James Greer, Howard Himelstein, Randy Howze and Mark Wheaton were selected by the Writers Guild of America to take part in Autumn Stories, a six-week residency in the landmark Royaumont Abbey north of Paris, from Oct. 1-Nov. 12.
There, in rooms formerly inhabited by monks, the four scribes toiled on their latest scripts, stopping only to hobnob with new acquaintances in the French film biz.
While Greer was enjoying the solitude at Royaumont — “I’ll really miss this place,” he says; Himelstein confessed to culture shock.
“I’m used to the cacophony of street life around me, being able to walk outside and get a coffee. But there’s no Starbucks anywhere near here!” exclaims the Santa Monica resident ruefully, as he gazed out at the fall foliage of the Gothic abbey’s well-tended grounds.

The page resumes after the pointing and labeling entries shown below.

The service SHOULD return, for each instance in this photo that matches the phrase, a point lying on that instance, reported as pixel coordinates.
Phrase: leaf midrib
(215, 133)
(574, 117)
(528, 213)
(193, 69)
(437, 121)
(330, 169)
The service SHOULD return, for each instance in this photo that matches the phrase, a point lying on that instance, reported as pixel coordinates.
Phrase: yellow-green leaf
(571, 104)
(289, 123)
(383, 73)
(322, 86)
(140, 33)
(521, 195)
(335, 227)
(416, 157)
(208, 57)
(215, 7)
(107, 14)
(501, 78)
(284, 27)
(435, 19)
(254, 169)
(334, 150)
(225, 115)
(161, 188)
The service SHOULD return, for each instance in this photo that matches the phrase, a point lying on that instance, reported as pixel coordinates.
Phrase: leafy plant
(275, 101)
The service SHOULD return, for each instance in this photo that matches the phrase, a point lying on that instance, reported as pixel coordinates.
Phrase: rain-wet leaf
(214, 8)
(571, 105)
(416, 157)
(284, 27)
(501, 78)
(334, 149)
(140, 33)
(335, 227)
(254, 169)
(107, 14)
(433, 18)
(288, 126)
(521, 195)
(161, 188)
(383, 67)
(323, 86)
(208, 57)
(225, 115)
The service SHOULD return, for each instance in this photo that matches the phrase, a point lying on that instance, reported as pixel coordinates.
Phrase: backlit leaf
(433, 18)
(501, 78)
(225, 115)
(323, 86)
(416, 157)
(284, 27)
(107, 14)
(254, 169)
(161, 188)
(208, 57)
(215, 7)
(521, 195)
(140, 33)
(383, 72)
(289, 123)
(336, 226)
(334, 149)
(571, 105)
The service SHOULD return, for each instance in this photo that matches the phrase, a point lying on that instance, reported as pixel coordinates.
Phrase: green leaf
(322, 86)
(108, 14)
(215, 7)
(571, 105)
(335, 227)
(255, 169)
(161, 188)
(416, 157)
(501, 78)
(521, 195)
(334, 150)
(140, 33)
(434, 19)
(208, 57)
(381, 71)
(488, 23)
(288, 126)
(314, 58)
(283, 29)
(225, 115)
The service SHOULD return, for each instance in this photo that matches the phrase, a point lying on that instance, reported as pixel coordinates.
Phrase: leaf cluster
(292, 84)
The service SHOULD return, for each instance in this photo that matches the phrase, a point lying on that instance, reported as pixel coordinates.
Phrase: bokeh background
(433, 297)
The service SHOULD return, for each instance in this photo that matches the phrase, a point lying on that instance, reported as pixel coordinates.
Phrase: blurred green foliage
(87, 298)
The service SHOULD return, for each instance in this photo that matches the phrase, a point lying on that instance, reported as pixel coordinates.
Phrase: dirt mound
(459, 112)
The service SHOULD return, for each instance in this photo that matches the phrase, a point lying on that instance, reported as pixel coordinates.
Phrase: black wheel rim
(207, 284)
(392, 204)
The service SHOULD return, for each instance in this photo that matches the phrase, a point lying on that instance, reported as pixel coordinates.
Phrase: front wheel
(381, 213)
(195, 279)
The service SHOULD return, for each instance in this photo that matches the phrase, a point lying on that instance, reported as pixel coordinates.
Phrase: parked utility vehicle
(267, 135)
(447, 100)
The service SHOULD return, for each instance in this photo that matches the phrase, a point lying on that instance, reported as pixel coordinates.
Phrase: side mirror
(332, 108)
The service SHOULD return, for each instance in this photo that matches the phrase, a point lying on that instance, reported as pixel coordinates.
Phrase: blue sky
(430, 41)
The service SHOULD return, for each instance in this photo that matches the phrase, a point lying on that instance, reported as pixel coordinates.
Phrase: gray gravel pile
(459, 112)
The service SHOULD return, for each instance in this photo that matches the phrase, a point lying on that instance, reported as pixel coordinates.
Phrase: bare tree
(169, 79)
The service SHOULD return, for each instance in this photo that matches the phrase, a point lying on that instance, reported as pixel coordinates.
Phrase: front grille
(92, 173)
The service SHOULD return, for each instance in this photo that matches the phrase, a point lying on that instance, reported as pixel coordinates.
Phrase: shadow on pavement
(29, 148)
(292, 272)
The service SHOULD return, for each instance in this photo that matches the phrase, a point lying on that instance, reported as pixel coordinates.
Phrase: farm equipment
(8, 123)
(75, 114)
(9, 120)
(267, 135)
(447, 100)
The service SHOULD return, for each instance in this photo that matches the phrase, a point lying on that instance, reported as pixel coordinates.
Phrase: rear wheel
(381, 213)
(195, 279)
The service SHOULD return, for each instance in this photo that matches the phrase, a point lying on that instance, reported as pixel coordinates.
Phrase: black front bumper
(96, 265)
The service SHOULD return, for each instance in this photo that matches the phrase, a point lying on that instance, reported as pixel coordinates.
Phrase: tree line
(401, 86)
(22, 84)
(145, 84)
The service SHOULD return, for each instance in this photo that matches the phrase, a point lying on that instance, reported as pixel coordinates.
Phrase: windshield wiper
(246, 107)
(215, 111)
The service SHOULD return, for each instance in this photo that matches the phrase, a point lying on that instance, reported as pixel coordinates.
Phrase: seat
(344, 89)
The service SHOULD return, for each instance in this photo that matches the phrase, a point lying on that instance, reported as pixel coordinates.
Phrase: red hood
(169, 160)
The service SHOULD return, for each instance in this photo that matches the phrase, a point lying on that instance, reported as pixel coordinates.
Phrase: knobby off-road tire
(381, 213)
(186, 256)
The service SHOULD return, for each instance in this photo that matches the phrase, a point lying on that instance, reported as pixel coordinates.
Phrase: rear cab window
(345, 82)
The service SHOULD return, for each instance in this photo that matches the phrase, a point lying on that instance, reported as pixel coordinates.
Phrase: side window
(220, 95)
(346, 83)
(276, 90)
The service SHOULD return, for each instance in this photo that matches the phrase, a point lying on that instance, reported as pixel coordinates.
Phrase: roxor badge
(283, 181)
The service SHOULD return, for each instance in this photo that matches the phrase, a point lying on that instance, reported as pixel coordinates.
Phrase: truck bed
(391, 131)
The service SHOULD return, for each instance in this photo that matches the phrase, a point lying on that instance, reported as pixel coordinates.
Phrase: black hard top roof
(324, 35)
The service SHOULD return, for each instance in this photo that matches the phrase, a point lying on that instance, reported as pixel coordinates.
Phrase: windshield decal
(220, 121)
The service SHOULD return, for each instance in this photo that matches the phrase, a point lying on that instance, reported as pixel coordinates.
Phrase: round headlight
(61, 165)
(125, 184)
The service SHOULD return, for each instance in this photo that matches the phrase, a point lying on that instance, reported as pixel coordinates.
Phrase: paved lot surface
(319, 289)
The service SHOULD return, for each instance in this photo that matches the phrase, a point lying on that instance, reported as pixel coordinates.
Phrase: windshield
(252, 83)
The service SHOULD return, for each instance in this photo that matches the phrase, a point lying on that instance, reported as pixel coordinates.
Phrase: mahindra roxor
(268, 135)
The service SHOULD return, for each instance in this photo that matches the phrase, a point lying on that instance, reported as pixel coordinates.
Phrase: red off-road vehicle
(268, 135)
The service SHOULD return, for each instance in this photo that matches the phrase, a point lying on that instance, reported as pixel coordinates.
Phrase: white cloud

“But nothing gets written in six weeks. What’s important is that we’ve established relationships here. ”
The residency was set up last year by the Franco American Cultural Fund and the Ile de France Film commission. The Fund spends roughly E600,000 ($880,000) a year supporting transatlantic events including Los Angeles’ City of Lights, City of Angels film festival, with funding from France’s copyright levy on the sale of blank cassettes and DVDs.
The Autumn Stories program aims to encourage more filmmakers to make films in France, and to qualify, participants must be working on a project set in Paris’ Ile de France region.
This year’s projects ranged from Wheaton’s “Hi jab,” a thriller set in a racially sensitive Paris suburb, to Himelstein’s 18th century period drama “Svengali,” an adaptation of George du Maurier’s classic “Trilby.”
“When you say the words ‘period piece’ in Hollywood, people go cold on you. But it isn’t like that in Europe,” says Himelstein, the scribe behind costumers including “A Good Woman.”
At Royaumont, as well as lunching and dining with producers, distributors and French talent who might be interested in their projects, participants were shown around potential locations, involving trips to such varied places as the Garnier Opera House in Paris to Clichy sous Bois, the suburb at the center of the Paris riots two years ago.
Greer was hoping he’d found suitable atmospheric ruins for his project “The Bright Side,” about an American alcoholic living in France, at the forgotten Chateau d’Herouville, once a recording studio used by the likes of David Bowie, Pink Floyd and Elton John.
“It’s not all “Amelie” — that’s what Americans think Paris is,” says Greer, “but there is so much more to France.”